问题
From Database System Concepts
We use the term hash index to denote hash file structures as well as secondary hash indices. Strictly speaking, hash indices are only secondary index structures. A hash index is never needed as a clustering index structure, since, if a file itself is organized by hashing, there is no need for a separate hash index structure on it. However, since hash file organization provides the same direct access to records that indexing provides, we pretend that a file organized by hashing also has a clustering hash index on it.
Is "secondary index" the same concept as "nonclustering index" (which is what I understood from the book)?
Is a hash index never a clustering index or not?
Could you rephrase or explain why the reason "A hash index is never needed as a clustering index structure" is "if a file itself is organized by hashing, there is no need for a separate hash index structure on it"? What about "if a file itself is not organized by hashing"?
Thanks.
回答1:
The text tries to explain something but unfortunately creates more confusion than it resolves.
At the logical level, database tables (correct term : "relations") are made up of rows (correct term : "tuples") which represent facts about the real world the db is aimed to represent/reflect. Don't ever call those rows/tuples "records" because "records" is a concept pertaining to the physical level, which is distinct from the logical.
Typically, but this is not a universal law cast in stone, you will find that the physical organization consists of a "main" datastore which has a record for each tuple and where that record contains each and every attribute (column) value of the tuple (row). (That's unless there are LOBs in play or so.) Those records must be given a physical location in the store they are stored in and this is usually/typically done using a B-tree on the primary key values. This facilitates :
- retrieving only specific [tuples/rows with] primary key values from the relation/table.
- traversing the [tuples of] relation in-order of primary key values
- retrieving only [tuples/rows within] specific ranges of primary key values from the relation/table.
This B-tree on the primary key values is typically called the "clustering" index.
Often, there is also a frequent need for retrieving only [tuples/rows with] specific values of attributes that are not the primary key. If that needs to be done as efficiently/fast as it can for values of the primary key, we use similar indexes that are then sometimes called "secondary". Those indexes typically do not contain all the attribute/column values of the tuple/row indexed, but only the attribute values to be indexed plus a mention of the primary key value (so we can find the rest of the attributes in the "main" datastore.
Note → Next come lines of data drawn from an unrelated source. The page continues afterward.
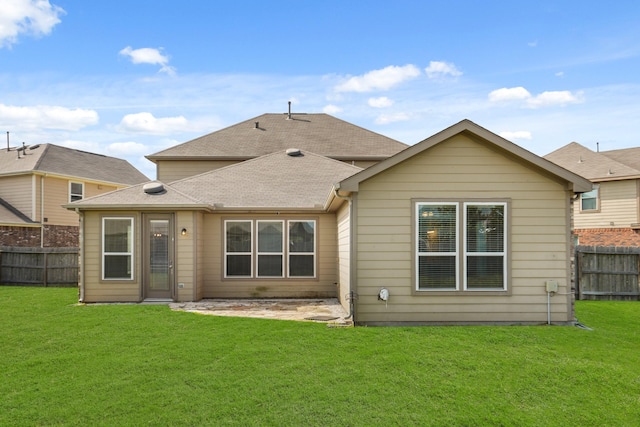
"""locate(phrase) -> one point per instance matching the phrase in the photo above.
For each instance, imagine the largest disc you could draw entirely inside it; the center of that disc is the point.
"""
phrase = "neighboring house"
(35, 181)
(463, 227)
(609, 214)
(319, 133)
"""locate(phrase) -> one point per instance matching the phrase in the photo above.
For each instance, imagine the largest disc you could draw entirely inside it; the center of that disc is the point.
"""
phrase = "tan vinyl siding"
(324, 285)
(461, 169)
(18, 191)
(618, 202)
(173, 170)
(185, 257)
(344, 253)
(96, 289)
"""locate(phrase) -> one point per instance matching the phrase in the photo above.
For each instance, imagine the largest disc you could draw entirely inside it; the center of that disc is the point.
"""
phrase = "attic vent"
(153, 188)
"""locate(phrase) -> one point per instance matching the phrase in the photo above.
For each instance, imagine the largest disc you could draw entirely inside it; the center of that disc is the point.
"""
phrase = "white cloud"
(383, 79)
(381, 102)
(331, 109)
(147, 55)
(30, 17)
(517, 135)
(544, 99)
(559, 97)
(384, 119)
(47, 117)
(509, 94)
(147, 123)
(439, 69)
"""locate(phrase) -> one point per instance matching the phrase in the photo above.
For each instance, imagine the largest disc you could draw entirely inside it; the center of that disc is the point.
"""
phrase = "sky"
(129, 78)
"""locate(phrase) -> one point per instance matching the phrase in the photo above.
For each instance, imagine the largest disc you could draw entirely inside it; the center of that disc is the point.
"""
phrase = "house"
(318, 133)
(461, 228)
(35, 181)
(609, 214)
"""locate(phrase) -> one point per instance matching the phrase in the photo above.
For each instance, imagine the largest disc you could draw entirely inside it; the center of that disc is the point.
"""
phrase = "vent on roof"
(153, 188)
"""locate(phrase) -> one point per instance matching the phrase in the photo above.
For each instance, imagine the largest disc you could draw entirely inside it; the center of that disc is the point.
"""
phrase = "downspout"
(351, 295)
(81, 256)
(42, 211)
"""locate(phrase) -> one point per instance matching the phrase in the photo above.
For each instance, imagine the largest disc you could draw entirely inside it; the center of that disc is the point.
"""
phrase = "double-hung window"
(270, 248)
(461, 246)
(76, 191)
(117, 248)
(589, 200)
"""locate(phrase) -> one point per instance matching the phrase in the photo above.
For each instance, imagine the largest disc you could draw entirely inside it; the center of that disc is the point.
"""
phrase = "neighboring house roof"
(54, 159)
(597, 166)
(579, 184)
(11, 215)
(300, 180)
(318, 133)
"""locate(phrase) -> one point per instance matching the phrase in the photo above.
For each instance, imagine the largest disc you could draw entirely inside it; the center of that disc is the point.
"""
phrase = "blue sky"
(130, 78)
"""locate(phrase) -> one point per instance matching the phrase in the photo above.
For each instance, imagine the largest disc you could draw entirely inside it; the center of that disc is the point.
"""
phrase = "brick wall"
(55, 236)
(608, 237)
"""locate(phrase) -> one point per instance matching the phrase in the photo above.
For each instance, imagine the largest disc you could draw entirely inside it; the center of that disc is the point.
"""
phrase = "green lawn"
(64, 364)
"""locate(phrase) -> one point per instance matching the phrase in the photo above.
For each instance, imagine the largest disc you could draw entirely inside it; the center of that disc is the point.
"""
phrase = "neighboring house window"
(76, 191)
(117, 248)
(589, 200)
(461, 246)
(281, 249)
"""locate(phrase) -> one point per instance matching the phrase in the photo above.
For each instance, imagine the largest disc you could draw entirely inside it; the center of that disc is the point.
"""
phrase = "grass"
(64, 364)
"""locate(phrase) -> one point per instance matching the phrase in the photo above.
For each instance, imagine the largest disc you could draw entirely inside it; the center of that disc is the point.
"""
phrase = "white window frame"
(496, 254)
(419, 254)
(286, 253)
(79, 196)
(131, 241)
(460, 243)
(596, 191)
(250, 253)
(281, 253)
(290, 253)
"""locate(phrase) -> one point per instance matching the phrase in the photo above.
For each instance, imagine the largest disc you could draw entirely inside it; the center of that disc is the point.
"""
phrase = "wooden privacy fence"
(608, 273)
(39, 266)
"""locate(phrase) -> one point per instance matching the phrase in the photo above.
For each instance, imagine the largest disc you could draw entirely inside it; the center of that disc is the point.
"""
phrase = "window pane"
(117, 266)
(238, 236)
(117, 235)
(485, 228)
(437, 272)
(301, 265)
(437, 228)
(239, 265)
(270, 265)
(485, 272)
(301, 236)
(270, 236)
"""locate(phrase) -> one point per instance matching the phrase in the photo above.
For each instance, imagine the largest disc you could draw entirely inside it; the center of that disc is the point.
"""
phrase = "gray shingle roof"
(277, 181)
(318, 133)
(595, 166)
(70, 162)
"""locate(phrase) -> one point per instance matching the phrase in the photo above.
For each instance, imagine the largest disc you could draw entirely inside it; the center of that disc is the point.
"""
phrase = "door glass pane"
(159, 254)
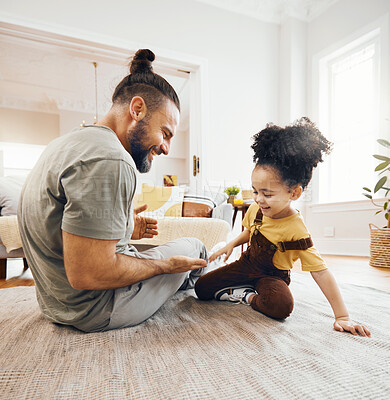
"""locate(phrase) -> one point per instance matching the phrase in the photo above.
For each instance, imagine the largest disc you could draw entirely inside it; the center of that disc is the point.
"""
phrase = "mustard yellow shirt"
(283, 230)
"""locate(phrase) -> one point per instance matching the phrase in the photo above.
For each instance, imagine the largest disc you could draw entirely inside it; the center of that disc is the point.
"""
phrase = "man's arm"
(93, 264)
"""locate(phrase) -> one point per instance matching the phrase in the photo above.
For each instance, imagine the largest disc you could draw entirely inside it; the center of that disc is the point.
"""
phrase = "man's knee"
(202, 289)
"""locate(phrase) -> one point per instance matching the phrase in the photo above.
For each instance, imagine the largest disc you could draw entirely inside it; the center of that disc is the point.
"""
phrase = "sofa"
(206, 216)
(10, 246)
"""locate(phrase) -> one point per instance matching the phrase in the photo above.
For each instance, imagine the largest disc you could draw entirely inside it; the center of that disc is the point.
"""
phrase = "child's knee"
(202, 290)
(274, 305)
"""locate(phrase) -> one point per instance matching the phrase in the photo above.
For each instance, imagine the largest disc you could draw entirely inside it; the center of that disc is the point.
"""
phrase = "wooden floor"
(346, 269)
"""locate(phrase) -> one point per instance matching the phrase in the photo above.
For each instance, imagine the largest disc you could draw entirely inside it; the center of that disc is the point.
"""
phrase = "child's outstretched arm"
(328, 285)
(242, 238)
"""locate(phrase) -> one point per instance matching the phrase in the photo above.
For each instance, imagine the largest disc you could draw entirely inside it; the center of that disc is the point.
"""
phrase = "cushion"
(197, 206)
(161, 201)
(10, 189)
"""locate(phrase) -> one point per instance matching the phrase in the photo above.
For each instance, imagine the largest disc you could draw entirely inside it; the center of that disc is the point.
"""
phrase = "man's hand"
(182, 264)
(346, 325)
(144, 227)
(228, 249)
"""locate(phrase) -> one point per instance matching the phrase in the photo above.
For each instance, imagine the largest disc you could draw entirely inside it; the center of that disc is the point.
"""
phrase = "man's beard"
(136, 137)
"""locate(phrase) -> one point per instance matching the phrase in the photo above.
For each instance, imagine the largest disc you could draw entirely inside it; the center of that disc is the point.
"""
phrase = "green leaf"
(380, 183)
(382, 165)
(384, 143)
(383, 158)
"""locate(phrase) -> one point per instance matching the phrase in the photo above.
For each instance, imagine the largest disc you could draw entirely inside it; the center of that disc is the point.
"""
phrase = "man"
(76, 219)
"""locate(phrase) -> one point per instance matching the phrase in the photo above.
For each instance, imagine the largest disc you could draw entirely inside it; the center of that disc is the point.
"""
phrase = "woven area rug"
(197, 350)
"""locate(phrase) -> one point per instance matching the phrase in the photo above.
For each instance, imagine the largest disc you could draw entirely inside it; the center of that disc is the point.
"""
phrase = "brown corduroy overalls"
(255, 268)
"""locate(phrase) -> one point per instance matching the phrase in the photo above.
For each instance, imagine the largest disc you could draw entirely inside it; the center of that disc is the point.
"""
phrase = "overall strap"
(259, 218)
(301, 244)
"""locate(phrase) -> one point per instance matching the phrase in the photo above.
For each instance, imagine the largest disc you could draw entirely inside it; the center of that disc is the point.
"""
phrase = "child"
(285, 159)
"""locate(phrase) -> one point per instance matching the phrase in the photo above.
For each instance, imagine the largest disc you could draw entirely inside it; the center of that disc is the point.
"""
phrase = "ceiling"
(274, 10)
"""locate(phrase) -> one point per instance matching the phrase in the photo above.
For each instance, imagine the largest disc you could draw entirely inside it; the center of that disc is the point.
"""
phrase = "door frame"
(96, 47)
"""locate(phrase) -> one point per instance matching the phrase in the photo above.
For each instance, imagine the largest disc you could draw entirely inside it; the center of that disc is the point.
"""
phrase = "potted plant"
(232, 191)
(380, 237)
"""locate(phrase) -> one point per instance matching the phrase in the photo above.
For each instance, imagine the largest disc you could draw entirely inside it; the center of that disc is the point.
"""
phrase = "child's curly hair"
(294, 151)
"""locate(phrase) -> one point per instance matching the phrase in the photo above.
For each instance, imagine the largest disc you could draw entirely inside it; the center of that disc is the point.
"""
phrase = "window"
(349, 103)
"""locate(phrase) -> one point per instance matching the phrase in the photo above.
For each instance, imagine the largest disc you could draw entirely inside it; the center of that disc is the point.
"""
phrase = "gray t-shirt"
(84, 184)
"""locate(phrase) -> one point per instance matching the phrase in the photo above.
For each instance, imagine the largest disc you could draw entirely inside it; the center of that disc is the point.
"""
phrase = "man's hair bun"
(142, 62)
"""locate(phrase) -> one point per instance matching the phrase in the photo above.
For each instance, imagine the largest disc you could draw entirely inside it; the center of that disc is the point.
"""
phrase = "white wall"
(350, 221)
(242, 55)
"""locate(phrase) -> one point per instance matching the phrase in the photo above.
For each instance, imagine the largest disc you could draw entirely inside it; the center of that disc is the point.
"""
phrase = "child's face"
(271, 194)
Those "secondary" indexes will mostly also be B-tree indexes which will permit in-order traversal for the attributes being indexed, but they can potentially also be hashing indexes, which permit only to look up tuples/rows using equality comparisons with a given key value ("key" = index key, nothing to do with the keys on the relation/table, though obviously for most keys on the table/relation, there will be a dedicated index too where the index key has the same attributes as the table key it supports).
Finally, there is no theoretical reason why a "primary" (/"clustered") index could not be a hash index (the text kinda suggests the opposite but that is plain wrong). But given the poor level of the explanation in your textbook, it is probably not expected of you to be taught that.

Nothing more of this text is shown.